S’agissant du corbeau freux, les éléments relatifs à son état de conservation mettent en évidence une situation hétérogène selon les territoires et les sources de données mobilisées. Les dispositifs nationaux de suivi, notamment le STOC (suivi temporel des oiseaux communs), ainsi que les rapportages les plus récents, font apparaître des tendances de déclin dans certaines régions, sans que celles-ci puissent être considérées comme homogènes à l’échelle nationale. Les évaluations issues des listes rouges disponibles classent l’espèce en « préoccupation mineure » à l’échelle nationale, tandis qu’un statut de vulnérabilité est retenu à l’échelle européenne.

Contenu du texte :

L’article 1 précise que la liste des ESOD est présentée département par département, en annexe du projet d’arrêté.

L’article 2 présente les modalités et les périodes de destruction des espèces habituellement classées ESOD. Toutes les espèces peuvent être détruites à tir ou par piégeage, hormis le renard qui peut également être déterré.

L’article 3 autorise la destruction des animaux classés ESOD au moyen de rapaces utilisés pour la chasse au vol, sous réserve du respect des dispositions réglementaires applicables.
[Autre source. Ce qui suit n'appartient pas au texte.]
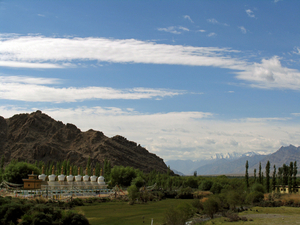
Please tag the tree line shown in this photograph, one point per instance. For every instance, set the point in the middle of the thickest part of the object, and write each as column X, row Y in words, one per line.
column 285, row 176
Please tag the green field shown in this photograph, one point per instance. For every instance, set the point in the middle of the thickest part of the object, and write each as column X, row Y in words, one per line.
column 110, row 213
column 265, row 216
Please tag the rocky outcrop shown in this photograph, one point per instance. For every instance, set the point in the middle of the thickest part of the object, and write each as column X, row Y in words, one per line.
column 36, row 136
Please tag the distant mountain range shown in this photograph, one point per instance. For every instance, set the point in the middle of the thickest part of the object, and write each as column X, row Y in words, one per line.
column 37, row 137
column 234, row 163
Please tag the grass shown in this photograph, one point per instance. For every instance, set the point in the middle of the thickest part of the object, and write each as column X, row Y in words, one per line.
column 111, row 213
column 265, row 216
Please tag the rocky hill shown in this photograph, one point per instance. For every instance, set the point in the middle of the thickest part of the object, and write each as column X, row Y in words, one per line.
column 36, row 136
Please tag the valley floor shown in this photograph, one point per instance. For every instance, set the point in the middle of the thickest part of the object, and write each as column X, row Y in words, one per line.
column 115, row 213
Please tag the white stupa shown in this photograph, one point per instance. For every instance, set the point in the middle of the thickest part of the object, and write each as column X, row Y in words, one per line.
column 94, row 178
column 78, row 177
column 42, row 176
column 70, row 177
column 101, row 179
column 52, row 176
column 61, row 177
column 86, row 177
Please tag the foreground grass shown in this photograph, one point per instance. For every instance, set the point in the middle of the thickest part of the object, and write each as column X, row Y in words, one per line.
column 111, row 213
column 264, row 216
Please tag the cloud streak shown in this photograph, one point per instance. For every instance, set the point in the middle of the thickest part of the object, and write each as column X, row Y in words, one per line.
column 178, row 135
column 35, row 90
column 51, row 52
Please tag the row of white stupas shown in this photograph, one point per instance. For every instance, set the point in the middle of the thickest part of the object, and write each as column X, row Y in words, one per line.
column 62, row 178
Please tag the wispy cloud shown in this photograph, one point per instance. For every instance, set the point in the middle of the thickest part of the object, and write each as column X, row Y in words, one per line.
column 250, row 13
column 33, row 89
column 214, row 21
column 211, row 34
column 177, row 135
column 296, row 51
column 243, row 29
column 188, row 17
column 174, row 29
column 51, row 52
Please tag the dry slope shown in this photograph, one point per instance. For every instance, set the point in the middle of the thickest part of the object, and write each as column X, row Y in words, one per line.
column 36, row 136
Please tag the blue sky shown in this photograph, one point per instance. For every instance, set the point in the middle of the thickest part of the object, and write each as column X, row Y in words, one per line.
column 185, row 79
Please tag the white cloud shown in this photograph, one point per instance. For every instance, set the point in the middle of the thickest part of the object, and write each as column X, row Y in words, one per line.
column 60, row 51
column 214, row 21
column 175, row 135
column 296, row 50
column 189, row 18
column 211, row 34
column 174, row 29
column 270, row 74
column 250, row 13
column 171, row 29
column 51, row 52
column 243, row 29
column 34, row 90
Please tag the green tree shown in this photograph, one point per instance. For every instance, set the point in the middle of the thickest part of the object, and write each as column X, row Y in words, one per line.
column 122, row 175
column 14, row 173
column 211, row 207
column 247, row 175
column 274, row 179
column 290, row 179
column 268, row 176
column 295, row 176
column 259, row 174
column 133, row 193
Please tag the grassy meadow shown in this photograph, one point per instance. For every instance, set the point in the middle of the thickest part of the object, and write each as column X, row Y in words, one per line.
column 111, row 213
column 264, row 216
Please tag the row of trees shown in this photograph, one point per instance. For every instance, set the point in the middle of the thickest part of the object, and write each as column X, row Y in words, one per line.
column 27, row 168
column 286, row 176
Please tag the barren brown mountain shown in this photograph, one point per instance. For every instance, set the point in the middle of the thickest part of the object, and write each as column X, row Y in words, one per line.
column 36, row 136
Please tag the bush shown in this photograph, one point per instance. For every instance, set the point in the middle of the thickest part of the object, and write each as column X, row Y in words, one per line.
column 211, row 207
column 206, row 185
column 14, row 173
column 258, row 188
column 138, row 182
column 179, row 215
column 73, row 218
column 254, row 197
column 133, row 193
column 185, row 193
column 197, row 205
column 216, row 188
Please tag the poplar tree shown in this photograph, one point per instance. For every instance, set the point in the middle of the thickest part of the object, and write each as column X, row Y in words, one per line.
column 247, row 175
column 274, row 179
column 268, row 176
column 259, row 174
column 290, row 179
column 295, row 176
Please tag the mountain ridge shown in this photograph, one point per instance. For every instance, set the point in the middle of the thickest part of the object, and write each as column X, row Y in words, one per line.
column 36, row 136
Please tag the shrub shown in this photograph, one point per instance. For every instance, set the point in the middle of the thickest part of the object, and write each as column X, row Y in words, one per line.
column 254, row 197
column 258, row 188
column 206, row 185
column 210, row 207
column 133, row 193
column 185, row 193
column 216, row 188
column 197, row 205
column 73, row 218
column 14, row 173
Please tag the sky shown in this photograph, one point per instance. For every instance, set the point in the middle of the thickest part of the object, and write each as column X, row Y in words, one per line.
column 184, row 79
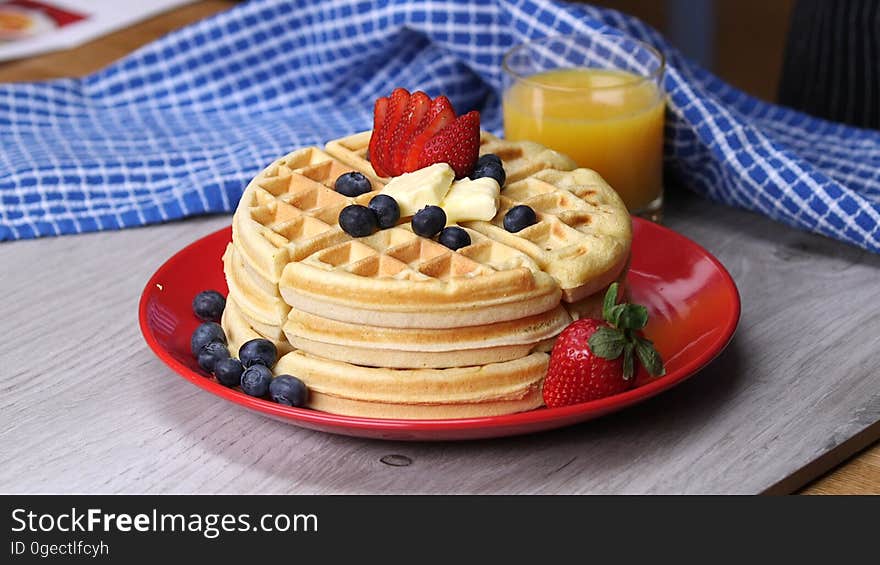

L’article 4 prévoit que par dérogation à l’article 2, des conditions limitatives de destruction peuvent être précisées en annexe. En effet, dans leur demande, certains préfets ont souhaité limiter les modalités de destruction autorisées pour une ou plusieurs espèces dans leur département.

L’article 5 précise qu’en cas de capture accidentelle d’un animal non classé ESOD, celui-ci doit être immédiatement relâché.

L’article 6 abroge l’arrêté du 3 août 2023.

L’article 7 précise que les préfets de départements sont chargés de l’exécution de l’arrêté.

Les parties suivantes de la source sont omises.